Time for Asia-Pacific to Look Beyond GDP

Singapore, 02 January 2020
  • By Denis Hew

According to the Director of the APEC Policy Support Unit, overreliance on one statistic is a problem.

As we usher in the new decade, it’s imperative that we start thinking beyond Gross Domestic Product or GDP as the sole barometer of economic health and growth. Historically speaking, a nation’s GDP has proven to be a globally acceptable estimate of the value of goods and services within a given economy. But many tend to use it as a canopy term for gauging overall economic success.

Over the past decade there has been a growing consensus within the Asia-Pacific Economic Cooperation (APEC) forum that we are in need of more policies supportive of inclusive, secure, balanced, innovative and sustainable economic growth. These are apart from what APEC—made up of 21 diverse economies surrounding the Pacific Ocean, including economic heavyweights such as the United States, China and Japan—is known for: toppling barriers to cross-border trade in favor of economic growth, for which GDP is a perfectly fine measurement.

The latest APEC Regional Trends Analysis, a bi-annual report by the APEC Policy Support Unit, explores the limitations of GDP in light of the evolving priorities of APEC. GDP does not measure economic factors needed to make economies fairer and more sustainable. GDP alone does not measure, for example, environmental impacts and potential inequality in the distribution of goods and services, especially in an informal economy. It likewise does not factor in the rise of free digital services and the presence of both parental services and volunteer work. Often GDP also fails to measure the quality of goods or services in each setting.

Perhaps most significantly, as economies of all sizes begin to fully embrace the internet age, GDP can only measure growth and success in tangible currency, bypassing the growing impact of the digital economy. It cannot account for anything that goes beyond monetary transactions, like cloud storage, navigation apps, and streaming services. GDP also only works within the confines of an economy’s borders, which makes it an archaic model for measuring the near borderless digital market.

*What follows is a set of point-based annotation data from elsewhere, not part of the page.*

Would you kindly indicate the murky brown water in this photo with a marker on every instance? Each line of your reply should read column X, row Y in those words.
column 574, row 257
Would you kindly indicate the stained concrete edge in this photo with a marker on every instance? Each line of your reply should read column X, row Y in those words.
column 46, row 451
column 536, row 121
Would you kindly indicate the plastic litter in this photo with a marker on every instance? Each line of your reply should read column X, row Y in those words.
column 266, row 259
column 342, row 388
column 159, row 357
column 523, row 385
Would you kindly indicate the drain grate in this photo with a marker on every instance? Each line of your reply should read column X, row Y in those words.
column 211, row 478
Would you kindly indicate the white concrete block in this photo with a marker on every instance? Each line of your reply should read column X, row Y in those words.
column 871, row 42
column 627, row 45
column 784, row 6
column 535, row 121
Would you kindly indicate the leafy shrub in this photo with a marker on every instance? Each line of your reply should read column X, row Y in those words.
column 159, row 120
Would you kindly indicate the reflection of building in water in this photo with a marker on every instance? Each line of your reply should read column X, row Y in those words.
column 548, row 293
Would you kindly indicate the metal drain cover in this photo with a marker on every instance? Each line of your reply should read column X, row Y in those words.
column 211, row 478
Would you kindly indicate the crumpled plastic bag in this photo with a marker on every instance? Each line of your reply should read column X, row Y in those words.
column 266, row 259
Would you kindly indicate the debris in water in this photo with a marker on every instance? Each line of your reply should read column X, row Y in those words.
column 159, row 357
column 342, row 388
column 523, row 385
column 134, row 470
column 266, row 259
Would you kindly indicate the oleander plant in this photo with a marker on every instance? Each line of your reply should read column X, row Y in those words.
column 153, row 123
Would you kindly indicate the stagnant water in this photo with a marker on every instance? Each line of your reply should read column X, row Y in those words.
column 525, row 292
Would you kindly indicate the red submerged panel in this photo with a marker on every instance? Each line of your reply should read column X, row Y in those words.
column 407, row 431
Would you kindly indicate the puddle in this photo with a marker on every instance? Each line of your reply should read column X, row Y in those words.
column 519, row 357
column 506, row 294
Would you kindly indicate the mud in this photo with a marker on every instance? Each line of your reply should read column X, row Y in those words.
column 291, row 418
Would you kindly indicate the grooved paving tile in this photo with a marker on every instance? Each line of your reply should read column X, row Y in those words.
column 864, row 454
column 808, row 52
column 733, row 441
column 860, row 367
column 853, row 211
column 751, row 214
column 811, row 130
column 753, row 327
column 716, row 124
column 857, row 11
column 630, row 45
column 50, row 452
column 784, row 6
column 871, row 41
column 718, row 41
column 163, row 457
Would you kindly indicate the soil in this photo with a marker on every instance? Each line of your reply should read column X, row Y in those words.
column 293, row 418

We cannot simply relegate to the background modern-day economic policy discussions like sustainability, inclusion, and distribution. By itself, GDP overlooks such key economic attributes. Though currently pressing, this is not a new concept. Even the Nobel Prize-winning economist Simon Kuznets, whom many regard as the father of GDP, had warned of the potential limitations of applying it as a catch-all measurement, adding that relying solely on it may result in misinterpretation, thus eschewing more nuanced empirical discussions that are needed to guide policy.

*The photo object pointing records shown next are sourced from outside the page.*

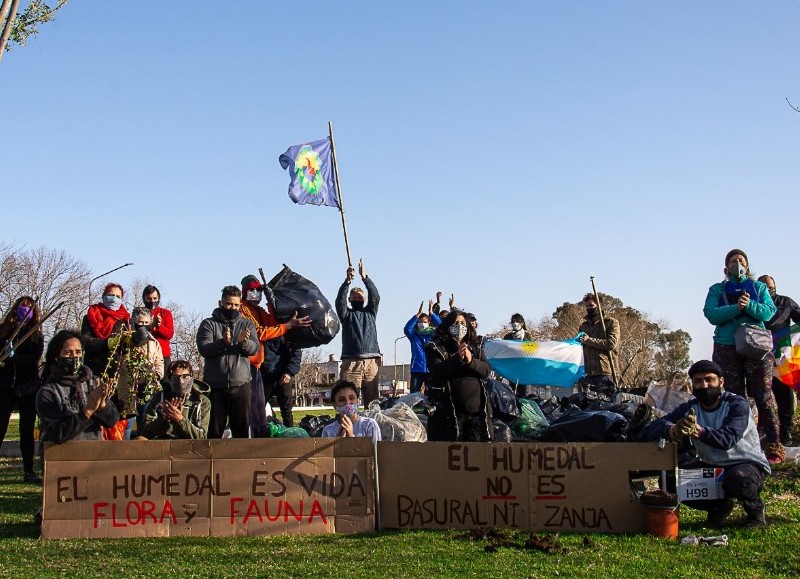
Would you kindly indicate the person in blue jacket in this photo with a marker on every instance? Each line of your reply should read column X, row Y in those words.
column 419, row 331
column 737, row 300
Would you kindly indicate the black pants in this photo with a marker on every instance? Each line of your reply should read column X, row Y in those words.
column 230, row 405
column 27, row 419
column 784, row 398
column 744, row 482
column 283, row 392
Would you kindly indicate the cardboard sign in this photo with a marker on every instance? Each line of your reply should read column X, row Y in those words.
column 536, row 486
column 700, row 483
column 208, row 487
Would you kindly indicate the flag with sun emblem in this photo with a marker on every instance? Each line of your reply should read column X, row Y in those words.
column 311, row 173
column 548, row 363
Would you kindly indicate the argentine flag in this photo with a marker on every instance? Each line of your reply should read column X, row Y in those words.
column 548, row 363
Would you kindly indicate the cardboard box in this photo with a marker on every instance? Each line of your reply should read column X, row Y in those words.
column 215, row 487
column 700, row 483
column 536, row 486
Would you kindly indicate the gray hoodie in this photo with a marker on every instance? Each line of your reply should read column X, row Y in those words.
column 226, row 365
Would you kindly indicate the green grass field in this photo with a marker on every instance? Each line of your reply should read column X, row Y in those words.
column 770, row 552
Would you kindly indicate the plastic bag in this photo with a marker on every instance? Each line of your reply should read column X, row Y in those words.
column 294, row 293
column 503, row 400
column 398, row 423
column 531, row 418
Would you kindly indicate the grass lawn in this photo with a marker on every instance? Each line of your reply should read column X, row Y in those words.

Now, more than ever, we need more complementary measures for economic progress during our policy discussions.

One measure, the Human Development Index (HDI), is concerned with examining standards of living based on a population’s knowledge, health and material conditions. HDI is generated by the United Nations Development Programme’s Human Development Report, the latest installment of which examines a new generation of inequalities evident in recent waves of social unrest and which are emerging around issues such as education, technology and climate change.

The Gender Inequality Index, another option to complement GDP, measures potential differences in access to economic opportunities among men and women. Green GDP considers environmental degradation and the depletion of natural resources. Expanded GDP (EGDP) calculates the economic value of free digital services. The Genuine Progress Indicator (GPI) adds in domestic labor and adjusts for environmental impact, inequality, and loss of leisure. The Inclusive Wealth Index (IWI) accounts for human, natural, and physical capital even as it takes the long view on sustainability.

These measures are not meant to completely take the place of GDP as a useful economic indicator, but they should eventually knock down its monopoly over economic policy discourse.

It is not GDP but our overreliance on GDP that is the problem. Elevating alternatives to prominence will certainly clutter our policy toolbox, so to speak, but it will be necessary to better track economic progress in a complex and changing world and inform policies down the line.